Forgoing tactile, interactive activities for electronic entertainment might be the easier route when raising children, but it’s not the wisest. Too much time playing with gadgets can interfere with adolescents’ speech and language development, as well as lead to obesity.
Who would have thought that an object created out of necessity more than 200 years ago would become the choice gift for kids centuries later? Apparently, quite a few people.
The creators of Nickelodeon’s Rugrats certainly knew that kids loved boxes. They created a number of episodes centered around the humble object, including one from the second season called "The Box" that first aired in 1993.
In it, the babies get hold of a large cardboard box (that used to contain a play set called the Kiddie Carnival that Tommy's dad Stu spends the entirety of the episode building).
Like an empty canvas, the box inspires a number of vivid make-believe games amongst the kids. Chuckie imagines it as an airplane. Tommy envisions himself dancing by a campfire in a jungle. The twins engage in a sword fight using ripped off pieces from the box.
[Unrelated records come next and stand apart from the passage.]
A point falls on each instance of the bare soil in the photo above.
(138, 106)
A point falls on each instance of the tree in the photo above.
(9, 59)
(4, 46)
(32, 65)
"You dumb babies! It's just a stupid BOX!" Angelica shrieks at them later in the episode. She doesn't understand how they can be so entranced by such a simple object. She obviously doesn't get "it."
But other pop culture icons do. Sponge Bob once ordered a large television just so that he could play with the box it came in. Andy Samberg and Justin Timberlake revolutionized the multivalent uses of a box with their Emmy award-winning 2009 song, "Dick in a Box."
And who could forget Playhouse Disney's 1998 children's show, Out of the Box?
The entire focal point of that series revolved around the magical shenanigans that went on inside of a playhouse constructed entirely out of boxes.
So this holiday season, save yourself some money and give the gift of a box.
Just make sure it's really big and that the person you're giving it to is under the age of 5. Any older and they'll just resent you.